Another ethical tourism company that exploits tourists’ desire for more authentic travel is Explore Zanzibar. Run by Danish-Zanzibari Maryam Olsen, the company specialises in linking tourists up with local communities. Visits can be tailored very specifically to the particular interests of travellers, but can range from study trips to learn about Islamic shariah law, to expand the knowledge of law students and practising lawyers, to local cookery classes for those who want to find out more about Swahili cuisine.
Olsen says that cultural tourism in Zanzibar “is starting to come now. I remember when I started there were not that many people.” On mainland Tanzania, there are some hotspots for cultural tourism, such as the Usumbara mountains in the north-east. If Zanzibar can tap into this kind of market by developing grassroots tourism linked directly into local communities, then the benefits should be obvious.
One example of such a project is the locally owned Zanzibar Butterfly Centre, situated right next to the small village of Pete. This project has from inception closely involved locals, and the centre also has a close symbiotic relationship with the surrounding forest. Villagers are encouraged to harvest butterfly pupae for sale to the centre for use in its tropical gardens, visited by tourists and local schoolchildren on educational trips. This provides an income for villagers and also encourages the preservation of the forest. It seems like exactly the kind of project that would benefit from a global fairtrade labelling scheme.
Manager Alistair Mould says that such a scheme would be really good because the butterfly centre is “locally owned and about poverty alleviation, and about helping an area that is not normally positively affected by tourism because it is not by the coast”. Situated close to famous Jozani forest with its red colobus monkeys, Pete has nevertheless normally been bypassed by tourists who whistled past on the main road on their way to the beach or back to town.
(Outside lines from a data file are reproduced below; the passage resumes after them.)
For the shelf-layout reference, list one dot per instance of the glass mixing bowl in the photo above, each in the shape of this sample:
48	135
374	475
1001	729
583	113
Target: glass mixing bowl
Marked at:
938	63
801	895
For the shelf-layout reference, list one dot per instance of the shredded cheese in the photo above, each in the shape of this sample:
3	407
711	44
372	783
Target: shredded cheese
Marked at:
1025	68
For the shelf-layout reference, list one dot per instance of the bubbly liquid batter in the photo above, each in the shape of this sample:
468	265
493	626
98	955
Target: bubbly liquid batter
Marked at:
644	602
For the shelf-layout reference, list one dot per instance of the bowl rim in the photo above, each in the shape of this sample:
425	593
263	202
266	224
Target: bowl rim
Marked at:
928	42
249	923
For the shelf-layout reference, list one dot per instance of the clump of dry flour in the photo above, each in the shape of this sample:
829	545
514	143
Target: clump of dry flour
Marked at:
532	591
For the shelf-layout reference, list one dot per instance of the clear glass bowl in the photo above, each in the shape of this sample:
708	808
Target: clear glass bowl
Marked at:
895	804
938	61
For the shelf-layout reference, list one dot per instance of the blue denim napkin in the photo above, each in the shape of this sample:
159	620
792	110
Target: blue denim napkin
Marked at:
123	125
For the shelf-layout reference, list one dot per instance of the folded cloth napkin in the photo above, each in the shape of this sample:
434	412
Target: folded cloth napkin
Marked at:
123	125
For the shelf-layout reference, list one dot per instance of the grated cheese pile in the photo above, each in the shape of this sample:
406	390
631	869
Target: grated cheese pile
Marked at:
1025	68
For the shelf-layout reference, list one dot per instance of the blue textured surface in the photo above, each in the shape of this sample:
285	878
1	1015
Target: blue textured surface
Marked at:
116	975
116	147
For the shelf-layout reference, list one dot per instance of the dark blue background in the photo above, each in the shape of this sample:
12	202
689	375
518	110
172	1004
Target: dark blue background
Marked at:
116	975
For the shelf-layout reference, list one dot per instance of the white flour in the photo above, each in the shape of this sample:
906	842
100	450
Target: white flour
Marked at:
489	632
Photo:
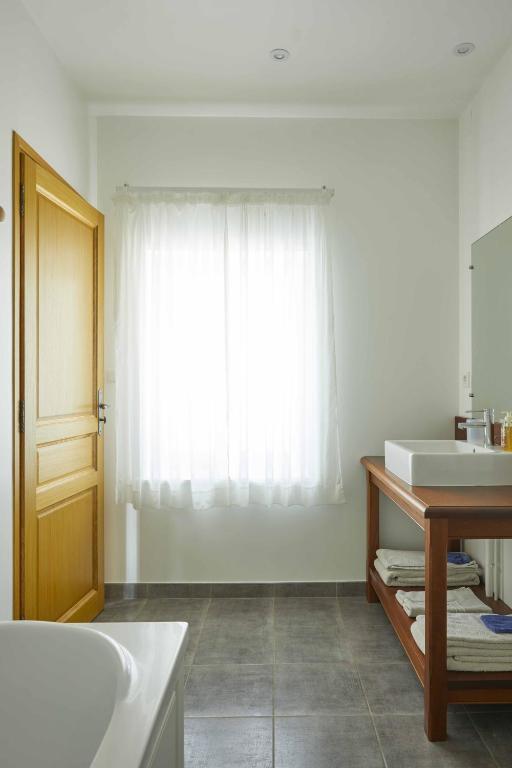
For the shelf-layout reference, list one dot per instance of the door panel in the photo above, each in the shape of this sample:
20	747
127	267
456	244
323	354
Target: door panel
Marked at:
61	373
66	267
67	553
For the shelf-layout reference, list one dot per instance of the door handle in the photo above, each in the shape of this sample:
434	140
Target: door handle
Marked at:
102	407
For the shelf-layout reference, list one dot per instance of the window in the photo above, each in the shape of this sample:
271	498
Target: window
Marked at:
225	367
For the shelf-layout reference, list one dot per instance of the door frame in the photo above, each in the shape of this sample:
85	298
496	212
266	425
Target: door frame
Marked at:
19	148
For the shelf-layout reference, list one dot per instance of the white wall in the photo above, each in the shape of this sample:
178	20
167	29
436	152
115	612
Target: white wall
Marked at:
394	239
485	201
38	101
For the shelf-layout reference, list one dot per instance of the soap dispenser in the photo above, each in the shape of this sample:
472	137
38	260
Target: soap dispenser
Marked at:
506	431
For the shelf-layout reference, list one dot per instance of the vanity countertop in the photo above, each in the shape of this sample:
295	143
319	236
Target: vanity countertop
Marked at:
443	501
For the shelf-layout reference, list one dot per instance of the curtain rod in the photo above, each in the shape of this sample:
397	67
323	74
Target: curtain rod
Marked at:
284	190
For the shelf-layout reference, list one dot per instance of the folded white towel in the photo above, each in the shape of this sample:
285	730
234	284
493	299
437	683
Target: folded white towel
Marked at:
402	559
417	578
462	600
471	647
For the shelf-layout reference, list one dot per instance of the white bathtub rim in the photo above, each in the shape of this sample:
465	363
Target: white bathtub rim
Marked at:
125	665
126	725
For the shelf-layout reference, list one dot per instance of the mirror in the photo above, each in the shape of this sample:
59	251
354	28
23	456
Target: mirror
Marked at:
491	310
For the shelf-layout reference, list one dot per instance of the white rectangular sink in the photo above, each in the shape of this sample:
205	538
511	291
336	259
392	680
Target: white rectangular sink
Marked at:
447	462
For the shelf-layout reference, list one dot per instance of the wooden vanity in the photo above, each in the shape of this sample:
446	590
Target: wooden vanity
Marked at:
444	514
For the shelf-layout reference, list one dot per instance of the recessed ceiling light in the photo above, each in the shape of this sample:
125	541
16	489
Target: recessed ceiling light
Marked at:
280	54
464	49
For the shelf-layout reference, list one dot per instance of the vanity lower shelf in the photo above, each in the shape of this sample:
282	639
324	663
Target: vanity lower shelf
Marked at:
463	687
445	515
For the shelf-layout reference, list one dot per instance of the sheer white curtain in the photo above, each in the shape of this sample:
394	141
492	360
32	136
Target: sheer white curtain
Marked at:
225	369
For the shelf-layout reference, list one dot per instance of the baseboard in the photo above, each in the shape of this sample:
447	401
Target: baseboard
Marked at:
123	591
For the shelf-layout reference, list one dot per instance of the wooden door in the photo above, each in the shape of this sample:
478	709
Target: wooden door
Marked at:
61	373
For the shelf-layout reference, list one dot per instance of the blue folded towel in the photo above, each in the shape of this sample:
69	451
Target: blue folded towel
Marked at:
497	623
458	558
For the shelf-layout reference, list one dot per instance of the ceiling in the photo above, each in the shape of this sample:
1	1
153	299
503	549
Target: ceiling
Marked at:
363	55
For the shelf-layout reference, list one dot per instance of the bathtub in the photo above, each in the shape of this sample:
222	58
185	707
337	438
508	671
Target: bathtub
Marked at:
91	696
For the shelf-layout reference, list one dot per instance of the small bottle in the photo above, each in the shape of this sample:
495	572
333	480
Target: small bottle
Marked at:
506	431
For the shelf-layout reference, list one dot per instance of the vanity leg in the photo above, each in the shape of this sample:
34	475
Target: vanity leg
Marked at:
372	533
436	684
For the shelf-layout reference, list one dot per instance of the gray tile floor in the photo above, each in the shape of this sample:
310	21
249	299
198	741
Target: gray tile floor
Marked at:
310	682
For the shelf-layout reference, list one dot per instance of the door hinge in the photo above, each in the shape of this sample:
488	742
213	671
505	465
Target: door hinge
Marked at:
21	415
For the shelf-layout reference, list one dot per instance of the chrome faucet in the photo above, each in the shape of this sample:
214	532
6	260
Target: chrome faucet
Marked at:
484	423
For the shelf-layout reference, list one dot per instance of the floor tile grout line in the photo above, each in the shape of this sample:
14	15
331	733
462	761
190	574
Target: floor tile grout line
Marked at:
356	668
489	750
200	632
273	681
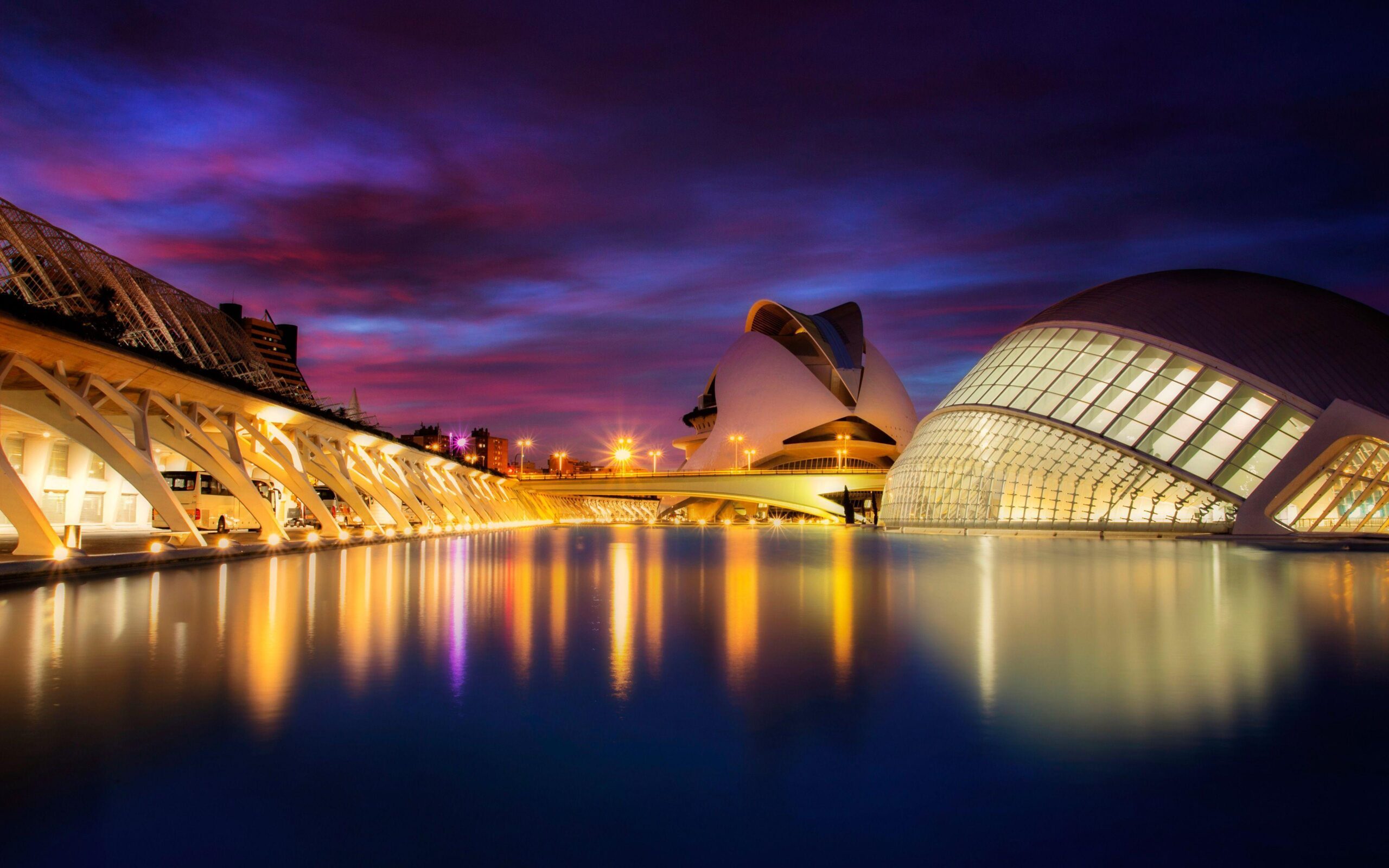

The hope is that now more people will visit, enjoy the butterfly centre and interact with the villagers. “The idea of the project is to rely on that change of consciousness in tourism – people being more aware of what they are doing and who the money they are spending is benefiting,” says Mould.
And the promotion of ethical and fairtrade tourism above all makes economic sense –fairtrade-branded products are a success worldwide and enjoyed as much as 47 per cent growth in 2007. It remains to be seen whether the fairtrade brand will definitely be extended to tourism next year, but the appetite is clearly there, and in Zanzibar there is clearly a growing enthusiasm for a more ethical, authentic experience that could bring local peoples and tourist from all over the world much closer together. In time, more and more people should leave Zanzibar with a lasting impression of the uniqueness of its people and culture as well as memories of its beautiful beaches.